CHEN Yu, SHANG Yi, MO Yuanhao, JIN Xiang. Intelligent Power Electronics Design: A Collaborative Framework of Deep Reinforcement Learning and Large Language Models with Applications[J]. Journal of Electrical Engineering, 2025, 20(5): 24-34. DOI: 10.11985/2025.05.003
Citation: CHEN Yu, SHANG Yi, MO Yuanhao, JIN Xiang. Intelligent Power Electronics Design: A Collaborative Framework of Deep Reinforcement Learning and Large Language Models with Applications[J]. Journal of Electrical Engineering, 2025, 20(5): 24-34. DOI: 10.11985/2025.05.003

Intelligent Power Electronics Design: A Collaborative Framework of Deep Reinforcement Learning and Large Language Models with Applications

  • Power electronics design serves as the foundation for power electronic equipment development. The implementation of intelligent power electronics design can significantly improve research and development efficiency while reducing costs. However, power electronics design tasks inherently involve multi-step decision-making characteristics, which puts forward higher requirements for the design of algorithms. A collaborative design framework that integrates deep reinforcement learning(DRL) with large language models(LLMs) is proposed.

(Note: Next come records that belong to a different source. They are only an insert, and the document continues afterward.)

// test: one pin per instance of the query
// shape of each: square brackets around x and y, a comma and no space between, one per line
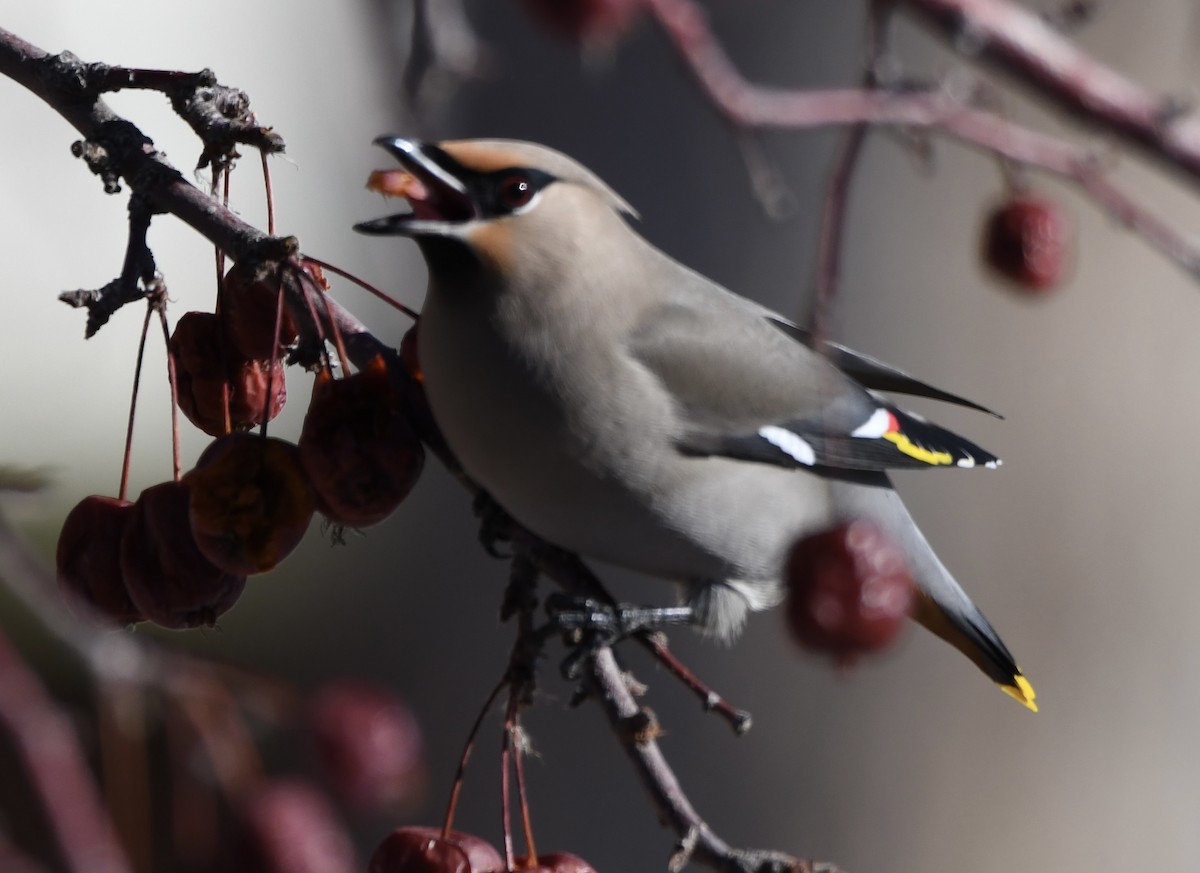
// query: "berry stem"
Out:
[275,350]
[177,463]
[366,286]
[514,729]
[133,407]
[468,747]
[270,193]
[505,800]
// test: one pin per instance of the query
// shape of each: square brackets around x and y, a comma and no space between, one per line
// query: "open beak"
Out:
[433,187]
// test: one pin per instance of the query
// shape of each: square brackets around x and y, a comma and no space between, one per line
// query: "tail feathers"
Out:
[973,636]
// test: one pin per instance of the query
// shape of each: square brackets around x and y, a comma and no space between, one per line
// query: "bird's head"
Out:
[505,202]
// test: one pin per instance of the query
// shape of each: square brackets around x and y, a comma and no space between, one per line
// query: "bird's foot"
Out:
[591,624]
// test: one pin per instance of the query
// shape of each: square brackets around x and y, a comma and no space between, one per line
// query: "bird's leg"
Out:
[592,624]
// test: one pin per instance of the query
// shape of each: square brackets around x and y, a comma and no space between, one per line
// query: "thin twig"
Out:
[1027,47]
[754,106]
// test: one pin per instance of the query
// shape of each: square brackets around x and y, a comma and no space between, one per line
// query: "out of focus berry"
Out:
[369,745]
[1029,240]
[849,590]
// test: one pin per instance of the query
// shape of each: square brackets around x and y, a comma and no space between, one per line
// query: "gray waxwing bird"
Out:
[625,408]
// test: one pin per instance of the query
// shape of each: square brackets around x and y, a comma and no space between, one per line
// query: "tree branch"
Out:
[753,106]
[1030,49]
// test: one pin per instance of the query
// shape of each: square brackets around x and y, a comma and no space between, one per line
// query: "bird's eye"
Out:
[516,191]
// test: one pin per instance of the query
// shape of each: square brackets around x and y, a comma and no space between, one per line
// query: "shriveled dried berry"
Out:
[89,559]
[849,590]
[358,446]
[208,371]
[250,503]
[169,581]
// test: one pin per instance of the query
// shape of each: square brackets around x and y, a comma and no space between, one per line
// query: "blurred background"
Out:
[1081,548]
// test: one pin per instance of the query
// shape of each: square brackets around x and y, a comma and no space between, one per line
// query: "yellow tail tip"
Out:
[1021,691]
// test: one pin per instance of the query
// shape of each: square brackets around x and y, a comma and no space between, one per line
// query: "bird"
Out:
[625,408]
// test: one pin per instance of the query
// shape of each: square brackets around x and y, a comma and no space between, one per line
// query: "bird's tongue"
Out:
[401,184]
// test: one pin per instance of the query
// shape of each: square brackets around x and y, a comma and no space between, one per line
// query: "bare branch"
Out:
[1029,48]
[754,106]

The methodology first employs LLMs to interpret natural language design requirements and generate initial states for DRL. Subsequently, through DRL’s reward-driven mechanism, the system performs trial-and-error iterations on these initial states to ultimately obtain design solutions that maximize rewards, which fully satisfies design requirements and constraints. This synergistic framework achieves complementary advantages by addressing the limitations of LLMs in vertical domain knowledge and generation accuracy, while simultaneously mitigating the challenges of large search spaces, low training efficiency, and convergence difficulties in DRL. The framework is validated through two typical applications: power electronics topology generation and layout/routing design, with experimental results demonstrating its effectiveness. Further research should explore algorithmic optimization, task-algorithm alignment, and inherent limitations to enhance the framework’s robustness and scalability.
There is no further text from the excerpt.